“Merrill, Goldman and certain of their market maker clients agreed to and created a scheme to effect the naked short selling in Overstock securities that is the subject of this action, in order to perpetuate short selling and drive down the price of Overstock, to their mutual profit.” -PR Newswire
As a result of evidence gathered through discovery in its prime brokerage lawsuit, Overstock.com, Inc. (NASDAQ: OSTK) has filed a motion in California State Court to amend the suit to include claims under New Jersey’s Racketeer Influenced and Corrupt Organizations (RICO) Act.
For a redacted version of the motion, visit http://www.overstock.com/Patrick-Byrne/7371/static.html.
Overstock.com first took action against the prime broker defendants in February, claiming that they engaged in “naked short selling” and related market-manipulation practices.

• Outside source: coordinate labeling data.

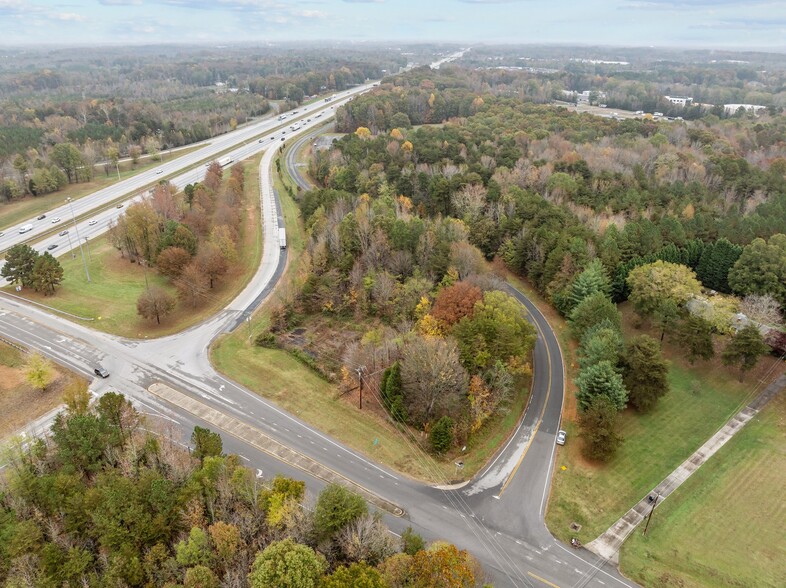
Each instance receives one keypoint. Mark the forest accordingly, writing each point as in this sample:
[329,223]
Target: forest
[63,113]
[433,177]
[111,499]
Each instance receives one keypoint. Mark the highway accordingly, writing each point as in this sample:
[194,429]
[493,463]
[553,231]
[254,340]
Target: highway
[100,206]
[498,515]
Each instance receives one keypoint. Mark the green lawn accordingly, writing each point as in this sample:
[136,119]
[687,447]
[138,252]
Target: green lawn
[110,297]
[595,495]
[277,375]
[724,526]
[17,211]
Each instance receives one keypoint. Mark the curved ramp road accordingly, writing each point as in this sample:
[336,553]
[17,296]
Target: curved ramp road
[498,516]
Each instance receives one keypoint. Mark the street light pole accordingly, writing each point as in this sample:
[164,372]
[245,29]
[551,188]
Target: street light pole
[78,239]
[70,246]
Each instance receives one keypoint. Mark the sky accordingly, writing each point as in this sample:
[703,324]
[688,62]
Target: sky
[738,24]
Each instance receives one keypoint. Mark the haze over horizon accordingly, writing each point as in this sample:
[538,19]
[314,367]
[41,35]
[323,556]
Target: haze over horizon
[756,24]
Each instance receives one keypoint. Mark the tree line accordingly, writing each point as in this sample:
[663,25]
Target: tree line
[111,499]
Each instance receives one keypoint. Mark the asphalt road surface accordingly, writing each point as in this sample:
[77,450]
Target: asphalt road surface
[498,515]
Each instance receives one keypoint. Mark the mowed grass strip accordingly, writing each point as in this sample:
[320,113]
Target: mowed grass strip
[596,495]
[116,284]
[725,525]
[20,210]
[20,403]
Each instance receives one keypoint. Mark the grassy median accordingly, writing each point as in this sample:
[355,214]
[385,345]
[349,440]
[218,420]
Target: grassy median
[109,299]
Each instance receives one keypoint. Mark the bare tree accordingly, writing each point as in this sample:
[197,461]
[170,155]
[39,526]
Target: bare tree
[763,309]
[155,303]
[192,284]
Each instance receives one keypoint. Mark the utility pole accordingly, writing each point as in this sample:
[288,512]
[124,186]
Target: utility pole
[360,379]
[78,240]
[654,502]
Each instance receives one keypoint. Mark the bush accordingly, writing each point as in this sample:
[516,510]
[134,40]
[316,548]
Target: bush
[441,436]
[266,339]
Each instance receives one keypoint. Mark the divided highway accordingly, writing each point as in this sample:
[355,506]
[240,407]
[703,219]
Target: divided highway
[498,515]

Overstock.com alleges that this resulted in downward pressure on its share price.
“Recently discovered revelations of concerted action among certain market makers and these two brokerages necessitate that we amend our complaint to include additional claims,” said Jonathan Johnson, President of Overstock.com. “We expect that this conduct of Goldman Sachs Goldman Sachs and Merrill Lynch is fully actionable under anti-racketeering laws.”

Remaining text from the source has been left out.